Paloona Power Station
- Coordinates: 41°16′59″S 146°14′56″E﻿ / ﻿41.28306°S 146.24889°E
- Operator: Hydro Tasmania
- Commission date: 1972
- Type: Run-of-the-river
- Hydraulic head: 31 m (102 ft)
- Turbines: 1 x 30 MW (40,000 hp) Andritz Kaplan-type
- Installed capacity: 30 MW (40,000 hp)
- Capacity factor: 0.8
- Annual generation: 151 GWh (540 TJ)
- Website hydro.com.au

= Paloona Dam =

The Paloona Dam is a concrete-faced rock-fill embankment dam across the Forth River, located in northern Tasmania, Australia. Completed in 1971, the resultant reservoir, Lake Paloona, was established for the purpose of generation of hydroelectricity via the adjacent Paloona Power Station, a run-of-the-river hydroelectric power station.

The dam, its reservoir, and the power station are owned and operated by Hydro Tasmania.

== Dam and reservoir overview ==
The concrete-face rockfill dam wall is 43 m high and 171 m long.
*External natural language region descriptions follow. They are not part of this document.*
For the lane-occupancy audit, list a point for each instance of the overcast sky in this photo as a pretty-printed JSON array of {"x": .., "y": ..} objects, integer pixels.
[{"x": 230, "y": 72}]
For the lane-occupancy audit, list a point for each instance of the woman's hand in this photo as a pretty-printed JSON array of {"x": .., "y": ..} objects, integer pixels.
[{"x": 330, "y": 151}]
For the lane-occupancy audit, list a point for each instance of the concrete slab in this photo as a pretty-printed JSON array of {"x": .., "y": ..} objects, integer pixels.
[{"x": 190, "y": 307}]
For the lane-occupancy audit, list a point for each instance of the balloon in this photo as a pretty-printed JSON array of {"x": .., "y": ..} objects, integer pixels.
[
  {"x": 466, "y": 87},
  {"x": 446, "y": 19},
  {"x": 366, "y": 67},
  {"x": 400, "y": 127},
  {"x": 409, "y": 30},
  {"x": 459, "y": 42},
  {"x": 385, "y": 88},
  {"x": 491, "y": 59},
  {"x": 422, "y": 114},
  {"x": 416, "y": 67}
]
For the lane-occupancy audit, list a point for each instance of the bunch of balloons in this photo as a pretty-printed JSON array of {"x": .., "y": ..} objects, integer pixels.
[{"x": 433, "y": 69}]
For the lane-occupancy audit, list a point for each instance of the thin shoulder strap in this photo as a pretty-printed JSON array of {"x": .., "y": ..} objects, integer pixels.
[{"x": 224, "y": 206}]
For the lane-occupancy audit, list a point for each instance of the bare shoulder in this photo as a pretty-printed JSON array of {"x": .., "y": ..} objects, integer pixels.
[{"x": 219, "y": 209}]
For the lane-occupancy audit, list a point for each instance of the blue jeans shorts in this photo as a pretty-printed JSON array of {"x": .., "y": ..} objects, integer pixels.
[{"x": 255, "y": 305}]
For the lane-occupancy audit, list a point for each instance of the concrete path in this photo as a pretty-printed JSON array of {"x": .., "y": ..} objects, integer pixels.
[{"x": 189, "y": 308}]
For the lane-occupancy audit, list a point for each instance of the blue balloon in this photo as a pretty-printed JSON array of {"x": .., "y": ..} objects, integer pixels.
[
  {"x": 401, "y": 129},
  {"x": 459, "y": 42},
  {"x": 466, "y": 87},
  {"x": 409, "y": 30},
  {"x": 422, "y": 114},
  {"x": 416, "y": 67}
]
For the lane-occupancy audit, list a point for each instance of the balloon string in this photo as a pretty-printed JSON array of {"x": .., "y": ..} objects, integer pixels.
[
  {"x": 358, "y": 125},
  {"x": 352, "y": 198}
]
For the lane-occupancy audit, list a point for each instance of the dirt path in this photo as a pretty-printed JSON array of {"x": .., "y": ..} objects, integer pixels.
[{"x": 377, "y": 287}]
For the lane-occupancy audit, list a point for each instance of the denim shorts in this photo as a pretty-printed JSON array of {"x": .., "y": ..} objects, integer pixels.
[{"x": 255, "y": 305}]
When full, Lake Paloona has capacity of 19100 ML and covers 178 ha, drawn from a catchment area of 759 km2. The uncontrolled spillway has a flow capacity of 2040 m3/s.

== Hydroelectric power station ==
The Paloona Power Station is part of the MerseyForth scheme that comprises seven run-of-the-river hydroelectric power stations and one mini-hydro power station. The final station in the scheme, the Paloona Power Station is located immediately below the dam wall. Water from Lake Paloona is fed to the power station by a short single penstock under the dam.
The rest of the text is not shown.